8) Who is the actor with highest degree centrality? 9) How do you explain the high degree of the top-20 list??
top20_degree <- head(sort(degree_vector,decreasing = TRUE),20)
top_20_degrees <- data.frame('degree'=top20_degree,'name'=names(top20_degree),'no_movies'=(vertex_attr(g, "movies_95_04",index = names(top20_degree))),'main_genre'=vertex_attr(g, "main_genre",index = names(top20_degree)),'no_of_genres'=lengths(strsplit(vertex_attr(g, "genres",index = names(top20_degree)),",")))
top_20_degrees
Obtain the list of the 20 actors with the largest betweenness centrality. Show a list with the betweenness, the name of the actor, the number of movies, the main genre, and the number of genres in which the actor has participated. 10) Who is the actor with highest betweenes? 11) How do you explain the high betweenness of the top-20 list?
top20_betweenness <- head(sort(betweenness_vector,decreasing = TRUE),20)
top20_betweenness
Jeremy, Ron Shahlavi, Darren Del Rosario, Monsour Chan, Jackie (I)
8433928 4302671 4267096 4148216
Cruz, Penélope Depardieu, Gérard Arquette, David Bachchan, Amitabh
3730691 3297737 2717568 2512696
Soualem, Zinedine Kier, Udo Del Rio, Olivia Pelé
2367794 2331680 2300975 2263239
Ice-T Corbett, Denis Jaenicke, Hannes Knaup, Herbert
2246827 2138339 2072783 2050590
Dogg, Snoop Deneuve, Catherine Jackson, Samuel L. Táborský, Miroslav
1983749 1979450 1958456 1901014
top_20_betweenness <- data.frame('betweenness'=top20_betweenness,'name'=names(top20_betweenness),'no_movies'=(vertex_attr(g, "movies_95_04",index = names(top20_betweenness))),'main_genre'=vertex_attr(g, "main_genre",index = names(top20_betweenness)),'no_of_genres'=lengths(strsplit(vertex_attr(g, "genres",index = names(top20_betweenness)),",")))
top_20_betweenness
Obtain the list of the 20 actors with the largest closeness centrality. Show a list with the closeness the name of the actor, the number of movies, the main genre, and the number of genres in which the actor has participated.

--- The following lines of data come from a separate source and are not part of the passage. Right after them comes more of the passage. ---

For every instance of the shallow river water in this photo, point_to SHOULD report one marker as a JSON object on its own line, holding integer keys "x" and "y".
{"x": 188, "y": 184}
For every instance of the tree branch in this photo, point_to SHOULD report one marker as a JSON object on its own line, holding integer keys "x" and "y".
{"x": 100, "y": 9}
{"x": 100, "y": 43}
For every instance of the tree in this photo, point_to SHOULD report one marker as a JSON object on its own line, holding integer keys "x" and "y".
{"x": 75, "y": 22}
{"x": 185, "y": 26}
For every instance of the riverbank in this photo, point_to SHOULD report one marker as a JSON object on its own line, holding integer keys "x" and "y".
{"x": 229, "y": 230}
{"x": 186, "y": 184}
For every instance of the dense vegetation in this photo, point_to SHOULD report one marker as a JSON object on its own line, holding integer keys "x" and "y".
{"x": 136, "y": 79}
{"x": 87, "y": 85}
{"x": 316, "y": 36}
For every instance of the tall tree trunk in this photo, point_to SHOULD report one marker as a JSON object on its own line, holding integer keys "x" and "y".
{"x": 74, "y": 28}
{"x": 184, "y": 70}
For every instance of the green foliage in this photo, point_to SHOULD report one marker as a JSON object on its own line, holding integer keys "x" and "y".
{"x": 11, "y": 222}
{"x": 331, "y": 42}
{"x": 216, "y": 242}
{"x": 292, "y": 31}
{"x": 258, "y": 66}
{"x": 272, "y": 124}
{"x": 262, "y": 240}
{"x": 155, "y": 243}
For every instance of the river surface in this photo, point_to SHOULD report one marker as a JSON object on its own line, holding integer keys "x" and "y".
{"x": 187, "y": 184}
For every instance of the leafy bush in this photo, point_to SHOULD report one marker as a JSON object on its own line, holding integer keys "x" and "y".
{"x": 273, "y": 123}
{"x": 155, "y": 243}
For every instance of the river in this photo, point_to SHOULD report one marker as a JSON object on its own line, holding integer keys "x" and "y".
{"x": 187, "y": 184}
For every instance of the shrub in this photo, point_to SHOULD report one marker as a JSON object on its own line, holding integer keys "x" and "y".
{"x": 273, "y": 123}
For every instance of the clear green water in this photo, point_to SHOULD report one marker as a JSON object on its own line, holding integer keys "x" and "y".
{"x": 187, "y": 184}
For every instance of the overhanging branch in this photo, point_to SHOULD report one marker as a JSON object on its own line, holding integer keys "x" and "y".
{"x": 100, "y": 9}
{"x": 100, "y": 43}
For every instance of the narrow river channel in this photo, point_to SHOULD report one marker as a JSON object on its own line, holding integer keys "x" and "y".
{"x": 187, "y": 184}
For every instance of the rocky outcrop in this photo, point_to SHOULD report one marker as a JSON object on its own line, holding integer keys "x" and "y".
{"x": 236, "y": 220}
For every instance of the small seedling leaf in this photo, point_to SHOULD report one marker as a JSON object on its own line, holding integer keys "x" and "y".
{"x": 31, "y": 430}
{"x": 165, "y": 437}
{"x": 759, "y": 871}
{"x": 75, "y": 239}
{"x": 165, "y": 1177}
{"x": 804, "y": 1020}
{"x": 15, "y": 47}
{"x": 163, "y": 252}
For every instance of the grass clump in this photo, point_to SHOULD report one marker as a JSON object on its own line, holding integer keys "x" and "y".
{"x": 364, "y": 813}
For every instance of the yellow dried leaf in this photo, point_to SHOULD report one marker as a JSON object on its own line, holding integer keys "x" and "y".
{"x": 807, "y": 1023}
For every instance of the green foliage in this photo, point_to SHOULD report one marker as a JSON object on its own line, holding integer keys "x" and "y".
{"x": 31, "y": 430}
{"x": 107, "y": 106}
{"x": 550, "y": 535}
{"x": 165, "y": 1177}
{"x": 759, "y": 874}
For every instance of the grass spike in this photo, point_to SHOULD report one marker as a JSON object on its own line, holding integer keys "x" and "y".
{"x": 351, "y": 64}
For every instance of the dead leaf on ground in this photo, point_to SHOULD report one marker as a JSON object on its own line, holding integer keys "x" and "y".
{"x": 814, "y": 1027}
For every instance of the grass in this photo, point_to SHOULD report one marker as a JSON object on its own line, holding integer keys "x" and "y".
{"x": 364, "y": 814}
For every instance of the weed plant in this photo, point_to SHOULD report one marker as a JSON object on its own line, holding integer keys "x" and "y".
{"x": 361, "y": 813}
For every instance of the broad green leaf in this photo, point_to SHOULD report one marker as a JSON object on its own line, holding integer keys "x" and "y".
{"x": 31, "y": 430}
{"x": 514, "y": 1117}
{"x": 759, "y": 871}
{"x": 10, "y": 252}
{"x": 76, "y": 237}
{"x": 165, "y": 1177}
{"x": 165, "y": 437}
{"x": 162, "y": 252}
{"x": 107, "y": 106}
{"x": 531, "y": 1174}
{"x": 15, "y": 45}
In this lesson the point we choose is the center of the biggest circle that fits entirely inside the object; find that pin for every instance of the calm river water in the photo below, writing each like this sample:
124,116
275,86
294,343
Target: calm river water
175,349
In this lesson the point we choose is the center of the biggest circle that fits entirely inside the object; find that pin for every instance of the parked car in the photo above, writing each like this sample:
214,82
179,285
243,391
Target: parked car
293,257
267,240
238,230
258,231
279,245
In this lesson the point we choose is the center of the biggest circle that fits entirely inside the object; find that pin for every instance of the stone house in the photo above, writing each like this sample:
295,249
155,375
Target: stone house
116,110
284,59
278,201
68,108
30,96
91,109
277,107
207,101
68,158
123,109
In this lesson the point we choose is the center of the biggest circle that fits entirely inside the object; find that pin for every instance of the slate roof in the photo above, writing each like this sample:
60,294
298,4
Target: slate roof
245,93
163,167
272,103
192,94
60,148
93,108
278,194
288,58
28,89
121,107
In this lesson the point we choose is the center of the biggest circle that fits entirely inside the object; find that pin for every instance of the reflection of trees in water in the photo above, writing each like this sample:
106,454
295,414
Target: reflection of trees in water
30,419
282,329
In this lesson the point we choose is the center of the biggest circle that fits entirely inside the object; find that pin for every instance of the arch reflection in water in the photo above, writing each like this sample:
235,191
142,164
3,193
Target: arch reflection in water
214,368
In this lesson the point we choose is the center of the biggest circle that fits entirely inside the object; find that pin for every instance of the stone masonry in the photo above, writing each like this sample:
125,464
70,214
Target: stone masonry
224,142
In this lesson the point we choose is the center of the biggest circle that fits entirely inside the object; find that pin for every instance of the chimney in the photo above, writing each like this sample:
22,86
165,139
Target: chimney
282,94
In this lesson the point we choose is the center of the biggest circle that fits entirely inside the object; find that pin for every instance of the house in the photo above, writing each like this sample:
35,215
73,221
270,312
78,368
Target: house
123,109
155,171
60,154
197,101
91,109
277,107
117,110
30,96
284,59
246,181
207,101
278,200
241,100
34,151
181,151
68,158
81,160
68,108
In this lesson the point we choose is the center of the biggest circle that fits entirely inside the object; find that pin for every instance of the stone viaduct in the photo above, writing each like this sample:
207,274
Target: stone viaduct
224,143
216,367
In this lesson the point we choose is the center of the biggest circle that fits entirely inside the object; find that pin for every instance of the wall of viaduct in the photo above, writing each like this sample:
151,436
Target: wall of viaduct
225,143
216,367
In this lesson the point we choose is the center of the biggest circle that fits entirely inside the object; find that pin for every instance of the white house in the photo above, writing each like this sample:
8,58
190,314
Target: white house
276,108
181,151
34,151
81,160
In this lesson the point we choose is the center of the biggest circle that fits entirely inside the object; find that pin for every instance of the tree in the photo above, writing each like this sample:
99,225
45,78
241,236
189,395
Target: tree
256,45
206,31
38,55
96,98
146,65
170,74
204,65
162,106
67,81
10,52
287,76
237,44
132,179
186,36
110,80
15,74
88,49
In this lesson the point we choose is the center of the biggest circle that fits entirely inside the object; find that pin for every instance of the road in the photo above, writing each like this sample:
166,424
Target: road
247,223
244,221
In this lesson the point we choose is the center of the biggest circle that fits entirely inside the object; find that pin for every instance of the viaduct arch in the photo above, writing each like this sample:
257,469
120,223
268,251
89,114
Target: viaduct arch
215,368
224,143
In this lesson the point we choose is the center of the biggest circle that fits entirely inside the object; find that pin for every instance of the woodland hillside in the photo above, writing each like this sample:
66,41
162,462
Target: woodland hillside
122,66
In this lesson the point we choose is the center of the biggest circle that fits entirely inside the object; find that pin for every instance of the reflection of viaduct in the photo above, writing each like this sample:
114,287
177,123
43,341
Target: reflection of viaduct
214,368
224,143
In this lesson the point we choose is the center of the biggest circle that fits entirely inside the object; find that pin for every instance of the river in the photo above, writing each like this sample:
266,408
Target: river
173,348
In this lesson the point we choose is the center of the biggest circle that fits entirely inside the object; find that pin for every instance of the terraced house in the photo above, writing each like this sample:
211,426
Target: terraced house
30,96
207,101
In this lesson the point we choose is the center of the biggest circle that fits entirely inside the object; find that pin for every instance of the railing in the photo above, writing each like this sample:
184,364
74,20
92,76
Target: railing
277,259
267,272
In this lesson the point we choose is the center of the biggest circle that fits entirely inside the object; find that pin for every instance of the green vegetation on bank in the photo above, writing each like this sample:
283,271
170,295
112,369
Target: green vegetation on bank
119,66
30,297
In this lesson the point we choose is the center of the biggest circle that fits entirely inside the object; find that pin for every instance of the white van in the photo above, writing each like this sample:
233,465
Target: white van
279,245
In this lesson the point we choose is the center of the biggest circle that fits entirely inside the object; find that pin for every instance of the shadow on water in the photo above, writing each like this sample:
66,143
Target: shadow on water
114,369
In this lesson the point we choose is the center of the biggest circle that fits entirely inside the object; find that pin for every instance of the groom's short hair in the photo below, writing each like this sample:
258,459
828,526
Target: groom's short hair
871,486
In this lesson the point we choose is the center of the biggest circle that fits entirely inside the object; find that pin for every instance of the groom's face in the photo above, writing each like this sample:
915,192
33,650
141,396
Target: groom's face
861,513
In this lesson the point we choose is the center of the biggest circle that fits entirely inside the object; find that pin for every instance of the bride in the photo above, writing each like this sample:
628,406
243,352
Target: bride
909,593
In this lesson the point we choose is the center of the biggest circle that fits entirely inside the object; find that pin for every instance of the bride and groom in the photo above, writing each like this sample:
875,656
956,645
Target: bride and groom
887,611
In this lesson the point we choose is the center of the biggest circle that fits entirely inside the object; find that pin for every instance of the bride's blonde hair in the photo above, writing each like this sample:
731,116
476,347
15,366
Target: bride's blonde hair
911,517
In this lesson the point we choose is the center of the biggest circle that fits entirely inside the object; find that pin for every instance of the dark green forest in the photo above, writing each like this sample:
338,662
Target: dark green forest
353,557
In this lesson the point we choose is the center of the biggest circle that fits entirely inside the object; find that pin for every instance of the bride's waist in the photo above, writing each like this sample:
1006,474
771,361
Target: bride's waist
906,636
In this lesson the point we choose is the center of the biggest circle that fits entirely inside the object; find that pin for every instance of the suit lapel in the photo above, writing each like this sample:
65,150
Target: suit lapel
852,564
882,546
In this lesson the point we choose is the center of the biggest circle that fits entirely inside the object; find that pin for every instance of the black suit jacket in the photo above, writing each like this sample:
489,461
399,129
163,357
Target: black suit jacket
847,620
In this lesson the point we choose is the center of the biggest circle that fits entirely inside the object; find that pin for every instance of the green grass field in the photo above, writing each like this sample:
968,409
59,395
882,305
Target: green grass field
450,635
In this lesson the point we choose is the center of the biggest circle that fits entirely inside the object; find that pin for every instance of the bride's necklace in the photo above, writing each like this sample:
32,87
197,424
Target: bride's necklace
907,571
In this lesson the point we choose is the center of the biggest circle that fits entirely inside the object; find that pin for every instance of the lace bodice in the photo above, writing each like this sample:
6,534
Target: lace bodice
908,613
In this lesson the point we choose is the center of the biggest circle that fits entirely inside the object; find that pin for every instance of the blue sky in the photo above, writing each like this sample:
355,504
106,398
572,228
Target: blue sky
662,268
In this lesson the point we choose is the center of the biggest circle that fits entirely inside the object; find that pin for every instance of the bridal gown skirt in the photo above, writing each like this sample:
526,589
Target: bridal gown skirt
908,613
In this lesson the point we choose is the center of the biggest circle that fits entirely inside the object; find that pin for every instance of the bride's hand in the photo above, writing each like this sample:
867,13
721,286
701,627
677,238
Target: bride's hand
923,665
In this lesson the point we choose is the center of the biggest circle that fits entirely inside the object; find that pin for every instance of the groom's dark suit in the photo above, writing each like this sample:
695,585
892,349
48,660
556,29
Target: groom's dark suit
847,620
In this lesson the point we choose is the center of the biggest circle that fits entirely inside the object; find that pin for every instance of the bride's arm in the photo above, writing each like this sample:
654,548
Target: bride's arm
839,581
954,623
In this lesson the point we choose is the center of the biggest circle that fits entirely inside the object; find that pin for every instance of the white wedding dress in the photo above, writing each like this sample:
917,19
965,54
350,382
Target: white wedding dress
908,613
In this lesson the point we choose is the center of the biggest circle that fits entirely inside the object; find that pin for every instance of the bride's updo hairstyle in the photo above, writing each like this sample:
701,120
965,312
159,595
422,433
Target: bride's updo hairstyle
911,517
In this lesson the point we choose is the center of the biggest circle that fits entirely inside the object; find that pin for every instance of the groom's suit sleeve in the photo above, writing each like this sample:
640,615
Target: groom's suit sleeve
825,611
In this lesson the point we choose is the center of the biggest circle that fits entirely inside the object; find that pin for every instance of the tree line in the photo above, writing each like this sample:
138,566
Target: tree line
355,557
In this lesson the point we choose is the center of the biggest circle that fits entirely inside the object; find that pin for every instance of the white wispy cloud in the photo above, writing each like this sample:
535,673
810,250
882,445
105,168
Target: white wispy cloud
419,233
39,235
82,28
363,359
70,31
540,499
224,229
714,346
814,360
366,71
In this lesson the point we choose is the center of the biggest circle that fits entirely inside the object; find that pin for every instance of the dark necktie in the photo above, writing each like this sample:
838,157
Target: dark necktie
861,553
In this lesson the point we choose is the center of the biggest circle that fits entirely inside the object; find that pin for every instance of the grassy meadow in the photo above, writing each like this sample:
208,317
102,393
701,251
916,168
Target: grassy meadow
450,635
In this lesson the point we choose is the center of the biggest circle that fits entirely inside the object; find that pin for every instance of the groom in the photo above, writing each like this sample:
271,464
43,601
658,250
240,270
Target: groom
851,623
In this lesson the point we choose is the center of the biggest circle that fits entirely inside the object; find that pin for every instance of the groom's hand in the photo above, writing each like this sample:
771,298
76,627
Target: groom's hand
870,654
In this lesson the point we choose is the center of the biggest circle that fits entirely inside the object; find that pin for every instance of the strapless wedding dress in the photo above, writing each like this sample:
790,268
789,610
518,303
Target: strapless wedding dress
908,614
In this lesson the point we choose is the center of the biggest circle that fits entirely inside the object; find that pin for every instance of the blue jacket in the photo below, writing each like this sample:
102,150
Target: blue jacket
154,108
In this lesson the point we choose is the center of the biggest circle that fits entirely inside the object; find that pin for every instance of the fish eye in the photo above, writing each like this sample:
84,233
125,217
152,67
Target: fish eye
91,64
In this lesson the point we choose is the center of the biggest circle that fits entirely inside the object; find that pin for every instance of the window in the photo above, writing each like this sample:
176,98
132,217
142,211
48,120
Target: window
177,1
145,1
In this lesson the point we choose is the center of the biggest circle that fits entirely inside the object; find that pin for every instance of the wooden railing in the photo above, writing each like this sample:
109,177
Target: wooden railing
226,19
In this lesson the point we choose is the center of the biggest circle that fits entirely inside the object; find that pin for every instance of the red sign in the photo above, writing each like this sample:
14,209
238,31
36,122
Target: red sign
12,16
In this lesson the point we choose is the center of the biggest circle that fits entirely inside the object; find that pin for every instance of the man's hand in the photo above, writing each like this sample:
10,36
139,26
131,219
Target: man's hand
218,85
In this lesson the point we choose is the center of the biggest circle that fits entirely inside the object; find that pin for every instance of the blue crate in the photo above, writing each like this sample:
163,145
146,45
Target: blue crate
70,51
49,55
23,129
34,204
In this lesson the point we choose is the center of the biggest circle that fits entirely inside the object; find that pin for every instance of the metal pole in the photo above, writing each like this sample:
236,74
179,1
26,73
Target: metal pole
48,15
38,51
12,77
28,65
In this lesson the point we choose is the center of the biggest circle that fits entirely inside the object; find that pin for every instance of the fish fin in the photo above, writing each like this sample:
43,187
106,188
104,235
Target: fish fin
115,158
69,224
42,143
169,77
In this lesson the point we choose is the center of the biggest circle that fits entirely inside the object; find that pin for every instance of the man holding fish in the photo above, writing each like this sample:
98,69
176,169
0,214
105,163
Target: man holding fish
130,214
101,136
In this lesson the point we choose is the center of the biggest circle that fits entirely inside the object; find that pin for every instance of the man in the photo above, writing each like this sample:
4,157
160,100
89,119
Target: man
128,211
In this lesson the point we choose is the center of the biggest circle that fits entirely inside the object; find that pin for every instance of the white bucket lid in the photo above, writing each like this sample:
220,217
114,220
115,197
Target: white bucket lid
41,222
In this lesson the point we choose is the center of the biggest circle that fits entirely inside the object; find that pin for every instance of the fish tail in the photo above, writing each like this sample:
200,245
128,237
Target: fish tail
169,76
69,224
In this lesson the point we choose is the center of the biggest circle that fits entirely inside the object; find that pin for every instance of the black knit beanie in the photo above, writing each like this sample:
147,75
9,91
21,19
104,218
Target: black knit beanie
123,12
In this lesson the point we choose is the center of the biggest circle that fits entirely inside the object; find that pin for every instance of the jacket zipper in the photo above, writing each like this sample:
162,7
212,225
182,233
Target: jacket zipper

12) Who is the actor with highest closeness centrality? 13) How do you explain the high closeness of the top-20 list?
top20_closeness <- head(sort(closeness_vector,decreasing = TRUE),20)
top20_closeness
Diaz, Cameron Goldberg, Whoopi Hanks, Tom Berry, Halle
4.410807e-07 4.410499e-07 4.409749e-07 4.409620e-07
Jackson, Samuel L. Douglas, Michael (I) De Niro, Robert Willis, Bruce (I)
4.409037e-07 4.408397e-07 4.407583e-07 4.407255e-07
Hopper, Dennis Washington, Denzel Hoffman, Dustin Kidman, Nicole
4.407032e-07 4.406898e-07 4.406478e-07 4.406459e-07
Travolta, John Stiller, Ben Cruz, Penélope Myers, Mike (I)
4.405315e-07 4.405156e-07 4.405149e-07 4.404999e-07
Woods, James (I) Ford, Harrison (I) Lopez, Jennifer (I) Smith, Will (I)
4.404951e-07 4.404904e-07 4.404780e-07 4.404371e-07
top_20_closeness <- data.frame('closeness'=top20_closeness,'name'=names(top20_closeness),'no_movies'=(vertex_attr(g, "movies_95_04",index = names(top20_closeness))),'main_genre'=vertex_attr(g, "main_genre",index = names(top20_closeness)),'no_of_genres'=lengths(strsplit(vertex_attr(g, "genres",index = names(top20_closeness)),",")))
top_20_closeness
Explore the Erdös-Renyi model and compare its structural properties to those of real-world networks (actors):
Use any community detection algorithm for the actors’ network and discuss whether the communities found make sense according to the vertex labels.